Sydney Film Festival 2011 - Sleeping Beauty - Film Review


Still Shot: Emily Browning in  'Sleeping Beauty"

The Sydney Film Festival is on again. One of the more PR promoted films is reviewed below...

The plot is described as an "unsettling erotic fairytale" and the film was selected for Official Competition at the Cannes Film Festival. But what was the all hype about with this film ? Emily Browning plays Lucy, a university student working numerous self-effacing jobs such as waitressing, after-hours office support and generally the jobs students do. Described in character as ".. socially isolated from her housemates and fellow students..." Lucy displays little genuine interest in them, skips her rent and spends her limited free time ministering to the peculiar desires of her morbidly depressed and apparently best 'friend' Birdmann (played by Ewen Leslie and of whom we learn almost nothing even after he apparently commits suicide). Her strong-willed drift towards recreational drug indulgent oblivion is anchored only by her need for money so she signs up with an exclusive silver service lingerie club run by the elegant but unexplained Clara (Rachael Blake), whose poise and controlling demeanor is a stark contrast with the almost monosyllabic, vacuous Lucy.

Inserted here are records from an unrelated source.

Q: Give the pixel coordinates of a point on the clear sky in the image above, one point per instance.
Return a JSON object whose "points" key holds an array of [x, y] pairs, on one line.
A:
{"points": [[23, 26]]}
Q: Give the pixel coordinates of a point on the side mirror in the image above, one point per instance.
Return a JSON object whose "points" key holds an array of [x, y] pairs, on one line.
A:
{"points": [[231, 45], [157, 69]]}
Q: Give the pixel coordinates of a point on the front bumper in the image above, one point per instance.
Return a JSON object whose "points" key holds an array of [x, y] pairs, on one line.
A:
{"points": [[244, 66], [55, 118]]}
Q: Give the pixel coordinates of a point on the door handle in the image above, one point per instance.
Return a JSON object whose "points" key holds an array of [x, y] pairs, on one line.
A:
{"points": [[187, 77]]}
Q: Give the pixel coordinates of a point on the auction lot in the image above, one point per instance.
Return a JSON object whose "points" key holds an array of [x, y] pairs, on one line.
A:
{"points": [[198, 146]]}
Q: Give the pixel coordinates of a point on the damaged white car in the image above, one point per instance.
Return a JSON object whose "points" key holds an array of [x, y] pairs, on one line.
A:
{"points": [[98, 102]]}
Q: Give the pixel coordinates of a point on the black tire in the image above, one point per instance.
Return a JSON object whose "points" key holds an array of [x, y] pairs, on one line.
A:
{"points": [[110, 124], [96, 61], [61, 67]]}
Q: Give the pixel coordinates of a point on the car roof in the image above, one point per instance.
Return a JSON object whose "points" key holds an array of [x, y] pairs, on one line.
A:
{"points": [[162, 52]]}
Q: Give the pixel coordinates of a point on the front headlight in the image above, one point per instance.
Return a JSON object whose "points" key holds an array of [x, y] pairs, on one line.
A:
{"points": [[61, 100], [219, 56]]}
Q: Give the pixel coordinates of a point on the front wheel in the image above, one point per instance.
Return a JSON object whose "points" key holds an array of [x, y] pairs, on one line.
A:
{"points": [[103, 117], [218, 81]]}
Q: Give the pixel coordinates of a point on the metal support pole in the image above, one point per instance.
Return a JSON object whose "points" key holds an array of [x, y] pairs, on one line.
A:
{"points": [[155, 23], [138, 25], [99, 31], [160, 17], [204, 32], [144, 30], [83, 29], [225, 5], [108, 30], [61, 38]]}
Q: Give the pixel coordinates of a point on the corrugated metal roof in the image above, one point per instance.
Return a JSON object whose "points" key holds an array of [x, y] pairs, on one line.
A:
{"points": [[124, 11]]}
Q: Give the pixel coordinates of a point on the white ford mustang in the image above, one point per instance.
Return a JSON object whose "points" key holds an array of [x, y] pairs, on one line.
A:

The film lacks a strong story line, effective storytelling dialogue and drifts almost aimlesslessy along its length punctuated by regular nude scenes of Lucy (Emily Browning), almost gratuitious and irrelevent in their frequency. The film actually has no ending but concludes at a dramatic scene, so the audience is left with nothing in terms of character and plot resolution or even a sense of options. A fairytale story this is not. Lucy as a central character is someone for whom the audience can find little sympathy. Narcissistic, solely inwardly focussed and living a deceptive existence she represesents in one way everything which is attributed to Generation Y.